XDM Text Serialization

NOTE: This page is currently a work in progress, it is not complete and is available currently for collaboration purposes only.

A proposal for text serialization of XDM for purposes of data interchange and interoperability.

Abstract

The XQuery 1.0 and XPath 2.0 Data Model (XDM) references a Serialization format for XDM. This format was intended to serialize either full XML Documents, or Parsed External Entities. If given arbitrary XDM, the result can not be reconstructed into the original XDM. In particular, for purposes of data interchange, the losses are severe; sequences are "normalized" into a single rooted XML tree, adjacent atomic values are concatenated and type information is discarded.

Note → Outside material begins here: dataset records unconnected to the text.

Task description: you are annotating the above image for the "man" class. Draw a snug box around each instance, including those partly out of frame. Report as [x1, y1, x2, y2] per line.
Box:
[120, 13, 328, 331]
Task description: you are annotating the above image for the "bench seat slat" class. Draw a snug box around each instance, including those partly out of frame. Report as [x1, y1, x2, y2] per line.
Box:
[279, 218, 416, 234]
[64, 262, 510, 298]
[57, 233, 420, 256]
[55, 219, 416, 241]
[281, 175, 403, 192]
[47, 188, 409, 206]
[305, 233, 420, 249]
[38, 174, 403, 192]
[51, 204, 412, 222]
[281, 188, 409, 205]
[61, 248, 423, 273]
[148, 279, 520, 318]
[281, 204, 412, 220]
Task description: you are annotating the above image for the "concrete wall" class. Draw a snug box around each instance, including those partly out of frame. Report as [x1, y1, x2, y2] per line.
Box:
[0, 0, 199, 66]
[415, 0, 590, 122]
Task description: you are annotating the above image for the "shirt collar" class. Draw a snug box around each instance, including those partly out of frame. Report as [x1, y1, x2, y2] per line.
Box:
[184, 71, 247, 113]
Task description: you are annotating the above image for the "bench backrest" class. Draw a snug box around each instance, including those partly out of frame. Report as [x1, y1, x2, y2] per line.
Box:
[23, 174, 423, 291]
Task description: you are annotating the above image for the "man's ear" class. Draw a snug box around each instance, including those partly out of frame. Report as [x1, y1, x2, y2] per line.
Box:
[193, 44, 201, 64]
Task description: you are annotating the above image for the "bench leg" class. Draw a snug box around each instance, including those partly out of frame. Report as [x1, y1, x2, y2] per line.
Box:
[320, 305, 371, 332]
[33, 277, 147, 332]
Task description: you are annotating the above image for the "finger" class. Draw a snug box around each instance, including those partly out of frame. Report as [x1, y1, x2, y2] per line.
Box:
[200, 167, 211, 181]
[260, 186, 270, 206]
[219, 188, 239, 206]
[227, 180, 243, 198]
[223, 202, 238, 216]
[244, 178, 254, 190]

This proposal is to define a common format for serializing XDM data for purposes of data interchange and interoperability preserving more of the XDM information.

Intent

The intent of this specification is to provide a common format for interchange of data between XML tools which produce and consume XDM data. Examples of XML tools which produce or consume XDM data include XPath (2.0), XSLT , XQuery, but also include other tools such as XProc, xmlsh and countless custom written programs using the XDM data model.

In current implementations there is no standard model for XDM data either within the same environment and language, or across languages and environements. For example, suppose an XQuery operation produces a sequence and it is desired to provide that sequence as a parameter to XSLT transformation, there is no standardized way to exchange the data. In practice in order to accomplish this, either the same vendor tools must be used within the same language and process, or the results must be serialized in a proprietary format and reconstituted in the target using the same proprietary format. Even with the same vendors implementations interchange is not always easy due to differences in internal data formats , languages, or transferring data across process or machine boundaries.

The existing text serialization for XDM proposal XDM is inadequate for data interchange.

Sequences are transformed into a single rooted XML tree.
Adjacent atomic values are converted to text and concatenated.
Type information of parentless atomic values is discarded.
Parentless attributes are not serialized.
The distinction between element and document is lost.
The empty sequence () and the empty string "" are serialized identically.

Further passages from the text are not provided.